Vice President Kamala Harris met with Mexico’s President Andrés Manuel López Obrador in his capital on Tuesday, capping off a two-day trip to Latin America, her first official journey out of the country and one aimed at curbing the influx of Central American migrants through Mexico to the U.S. border.
Harris arrived in Mexico City late Monday evening after a day in Guatemala City, where she met with that nation’s president, community activists and entrepreneurs. She will return to Washington Tuesday night.
Though Harris’ primary focus is immigration, the meeting is also important in defining a pivotal diplomatic relationship for the Biden administration with Mexico, America’s southern neighbor, close ally and No. 1 trading partner.
“We have a partnership, a long-standing partnership,” Harris told reporters late Monday as she left Guatemala City for Mexico City. “That is the basis of this conversation.”
She said she would also discuss “Mexico’s role as it relates to this region” in reducing migration from Guatemala, Honduras and El Salvador.
Ricardo Zúñiga, the administration’s special envoy to the three Central American countries known as the Northern Triangle, said Mexico, like the United States, had an interest in deterring migration from Guatemala, Honduras and El Salvador.
“We are both destination countries” for migration from the Northern Triangle, he told reporters aboard Air Force Two on Monday night.
In addition to meeting with López Obrador, Harris will speak with female entrepreneurs and hold a separate meeting with labor leaders. She is leading the Biden administration’s efforts to expand organized labor in the United States, and administration officials see López Obrador, who has also championed labor rights, as a kindred spirit on that issue. Yet some U.S. unions complain that Mexico is not living up to its promises in trade deals to support labor rights.
The two leaders also witnessed the signing of an agreement to broaden U.S.-Mexico cooperation in sending development money to the Northern Triangle. The text of the agreement has not been released, so it is unclear how broad or meaningful it is.
The meeting with López Obrador was not expected to be necessarily easy or predictable. In national elections Sunday, he appeared to be losing sway in the legislative branch, where many of his allies were defeated. The final results are not yet clear.
His reaction to the elections “really doesn’t impact our plans,” Zúñiga said, insisting the two nations’ relationship does not depend on who is in power.
López Obrador has at times taken shots at the United States to win favor with his domestic audience. Just before a virtual meeting with Harris in May, he sharply criticized American aid to an anti-corruption group, even as Harris was emphasizing the need to root out corruption in Latin America to stem migration north.

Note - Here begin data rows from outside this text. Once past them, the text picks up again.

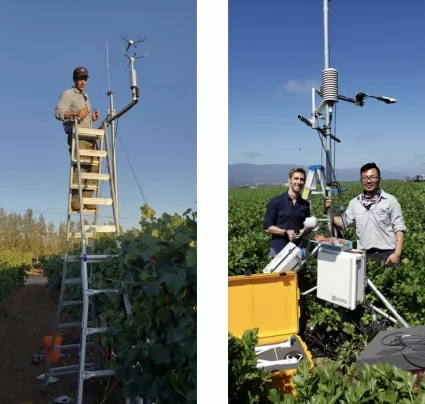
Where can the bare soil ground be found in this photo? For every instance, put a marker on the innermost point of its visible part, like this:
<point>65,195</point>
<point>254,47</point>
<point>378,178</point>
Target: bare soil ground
<point>30,315</point>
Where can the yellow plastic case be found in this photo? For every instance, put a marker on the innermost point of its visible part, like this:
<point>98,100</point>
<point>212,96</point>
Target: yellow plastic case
<point>269,302</point>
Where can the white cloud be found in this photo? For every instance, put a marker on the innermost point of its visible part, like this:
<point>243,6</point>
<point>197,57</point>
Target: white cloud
<point>301,87</point>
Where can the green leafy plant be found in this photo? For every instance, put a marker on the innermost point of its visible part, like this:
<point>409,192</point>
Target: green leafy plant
<point>247,384</point>
<point>155,344</point>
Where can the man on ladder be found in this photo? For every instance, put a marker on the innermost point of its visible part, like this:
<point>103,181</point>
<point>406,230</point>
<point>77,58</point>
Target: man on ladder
<point>74,104</point>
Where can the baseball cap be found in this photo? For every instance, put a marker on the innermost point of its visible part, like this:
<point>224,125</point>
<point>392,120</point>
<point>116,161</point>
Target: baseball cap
<point>80,72</point>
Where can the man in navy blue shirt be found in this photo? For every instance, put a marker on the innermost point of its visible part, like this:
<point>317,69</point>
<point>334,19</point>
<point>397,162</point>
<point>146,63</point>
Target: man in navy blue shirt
<point>286,213</point>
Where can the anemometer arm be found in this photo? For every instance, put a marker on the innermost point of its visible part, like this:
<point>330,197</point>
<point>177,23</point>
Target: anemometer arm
<point>133,80</point>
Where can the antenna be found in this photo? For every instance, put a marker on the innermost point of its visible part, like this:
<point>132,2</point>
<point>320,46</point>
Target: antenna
<point>112,116</point>
<point>107,66</point>
<point>329,94</point>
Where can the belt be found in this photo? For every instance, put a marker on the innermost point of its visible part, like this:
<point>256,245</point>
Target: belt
<point>377,250</point>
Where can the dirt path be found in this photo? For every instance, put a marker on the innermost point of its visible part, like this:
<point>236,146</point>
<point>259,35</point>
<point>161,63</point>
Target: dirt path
<point>31,311</point>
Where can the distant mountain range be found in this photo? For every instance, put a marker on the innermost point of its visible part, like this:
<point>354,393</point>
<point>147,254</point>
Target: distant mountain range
<point>245,173</point>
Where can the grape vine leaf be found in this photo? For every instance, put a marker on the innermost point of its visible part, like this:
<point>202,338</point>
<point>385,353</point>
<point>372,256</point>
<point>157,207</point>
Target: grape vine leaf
<point>175,281</point>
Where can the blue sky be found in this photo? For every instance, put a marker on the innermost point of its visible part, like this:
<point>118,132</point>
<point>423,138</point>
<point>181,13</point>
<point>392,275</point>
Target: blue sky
<point>42,42</point>
<point>276,53</point>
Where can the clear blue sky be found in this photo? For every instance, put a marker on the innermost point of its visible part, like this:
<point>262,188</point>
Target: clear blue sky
<point>276,52</point>
<point>42,42</point>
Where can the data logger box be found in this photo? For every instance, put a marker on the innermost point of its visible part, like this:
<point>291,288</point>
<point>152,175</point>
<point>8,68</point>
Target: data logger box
<point>341,277</point>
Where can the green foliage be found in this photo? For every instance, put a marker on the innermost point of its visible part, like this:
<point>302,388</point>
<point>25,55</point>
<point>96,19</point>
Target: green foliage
<point>13,267</point>
<point>247,384</point>
<point>157,266</point>
<point>372,384</point>
<point>330,331</point>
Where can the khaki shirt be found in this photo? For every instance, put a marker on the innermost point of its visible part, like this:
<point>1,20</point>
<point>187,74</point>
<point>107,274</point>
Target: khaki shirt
<point>375,227</point>
<point>73,99</point>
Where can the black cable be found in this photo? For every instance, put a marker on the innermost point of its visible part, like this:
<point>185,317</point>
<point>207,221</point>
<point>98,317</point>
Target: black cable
<point>407,341</point>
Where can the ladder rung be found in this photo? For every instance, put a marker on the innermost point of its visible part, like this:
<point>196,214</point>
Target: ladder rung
<point>70,325</point>
<point>97,201</point>
<point>94,176</point>
<point>86,234</point>
<point>73,281</point>
<point>92,292</point>
<point>98,373</point>
<point>90,258</point>
<point>63,370</point>
<point>91,153</point>
<point>66,346</point>
<point>89,132</point>
<point>89,187</point>
<point>100,228</point>
<point>85,211</point>
<point>96,330</point>
<point>72,303</point>
<point>86,161</point>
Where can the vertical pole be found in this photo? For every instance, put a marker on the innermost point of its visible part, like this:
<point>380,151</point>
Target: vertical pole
<point>328,173</point>
<point>113,166</point>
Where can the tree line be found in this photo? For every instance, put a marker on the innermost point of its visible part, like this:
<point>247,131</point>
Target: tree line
<point>28,233</point>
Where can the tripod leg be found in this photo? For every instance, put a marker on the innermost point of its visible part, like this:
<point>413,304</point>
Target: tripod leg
<point>387,304</point>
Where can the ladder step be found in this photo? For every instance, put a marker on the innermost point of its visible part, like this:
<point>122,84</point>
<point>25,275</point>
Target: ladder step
<point>66,346</point>
<point>96,330</point>
<point>63,370</point>
<point>97,201</point>
<point>72,303</point>
<point>85,211</point>
<point>90,258</point>
<point>92,292</point>
<point>87,234</point>
<point>94,176</point>
<point>86,161</point>
<point>69,325</point>
<point>73,281</point>
<point>90,133</point>
<point>100,228</point>
<point>98,373</point>
<point>92,153</point>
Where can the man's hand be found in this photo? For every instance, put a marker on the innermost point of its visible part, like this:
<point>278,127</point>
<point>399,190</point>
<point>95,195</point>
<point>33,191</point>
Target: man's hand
<point>82,114</point>
<point>327,204</point>
<point>394,258</point>
<point>291,234</point>
<point>96,115</point>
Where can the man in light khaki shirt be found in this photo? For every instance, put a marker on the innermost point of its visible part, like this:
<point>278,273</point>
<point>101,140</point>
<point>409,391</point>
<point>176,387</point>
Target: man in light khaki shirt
<point>378,217</point>
<point>74,104</point>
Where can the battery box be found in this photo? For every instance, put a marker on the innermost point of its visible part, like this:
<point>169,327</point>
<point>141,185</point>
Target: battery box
<point>270,302</point>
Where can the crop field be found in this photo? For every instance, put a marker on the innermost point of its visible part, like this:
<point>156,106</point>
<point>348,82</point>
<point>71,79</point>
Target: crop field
<point>336,334</point>
<point>156,265</point>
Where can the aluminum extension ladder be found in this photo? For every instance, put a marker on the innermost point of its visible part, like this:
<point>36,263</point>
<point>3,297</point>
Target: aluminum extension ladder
<point>78,156</point>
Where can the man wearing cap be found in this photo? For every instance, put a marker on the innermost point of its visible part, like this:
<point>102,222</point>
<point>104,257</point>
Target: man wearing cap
<point>74,104</point>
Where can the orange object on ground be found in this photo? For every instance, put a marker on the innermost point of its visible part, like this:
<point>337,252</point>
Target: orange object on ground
<point>47,344</point>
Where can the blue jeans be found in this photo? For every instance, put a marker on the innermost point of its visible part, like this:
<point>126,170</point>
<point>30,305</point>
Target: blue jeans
<point>272,252</point>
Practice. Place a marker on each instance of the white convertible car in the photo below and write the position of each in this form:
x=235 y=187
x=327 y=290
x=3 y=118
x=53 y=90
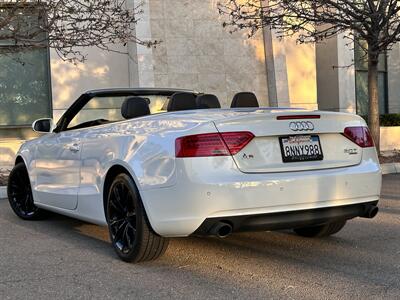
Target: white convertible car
x=171 y=163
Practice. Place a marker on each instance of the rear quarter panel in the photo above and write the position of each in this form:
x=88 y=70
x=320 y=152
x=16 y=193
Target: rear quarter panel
x=144 y=146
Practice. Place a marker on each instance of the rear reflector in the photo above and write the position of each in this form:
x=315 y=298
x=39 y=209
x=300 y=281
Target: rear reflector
x=359 y=135
x=212 y=144
x=298 y=117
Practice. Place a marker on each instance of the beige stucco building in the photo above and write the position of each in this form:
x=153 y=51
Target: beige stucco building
x=196 y=52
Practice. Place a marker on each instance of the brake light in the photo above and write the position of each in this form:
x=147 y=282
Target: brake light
x=212 y=144
x=359 y=135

López Obrador has attacked other independent watchdogs and reporters, posing a challenge to the Biden administration given its stated goal of promoting democratic institutions around the world. Yet the leftist has maintained favor with the United States, including during the Trump administration, helping with border enforcement.
Harris’ spokeswoman, Symone Sanders, said beforehand that the two leaders would discuss further cooperation on border security and anti-smuggling efforts.
The topic, and Harris’ presence in Mexico, have complicated the vice president’s efforts to distance herself from the administration’s struggle to control the border — a potential political liability — and instead to focus on diplomacy within the region. Republicans have harshly criticized her for failing to visit the border.
But her discussions about border security, together with her declaration in Guatemala on Monday that people who crossed the U.S. border illegally would be turned back, underscore how the issues are intertwined. Back in the United States, Harris was criticized by some on her party’s left for the warning to migrants.
“The U.S. spent decades contributing to regime change and destabilization in Latin America,” Rep. Alexandria Ocasio-Cortez (D-N.Y.) wrote on Twitter. “We can’t help set someone’s house on fire and then blame them for fleeing.”
Asked why she was not visiting the border, Harris said in Guatemala that she came to speak with “the leader of this nation around what we can do in a way that is significant, is tangible and has real results.”
“And I will continue to be focused on that kind of work,” she added, “as opposed to grand gestures.”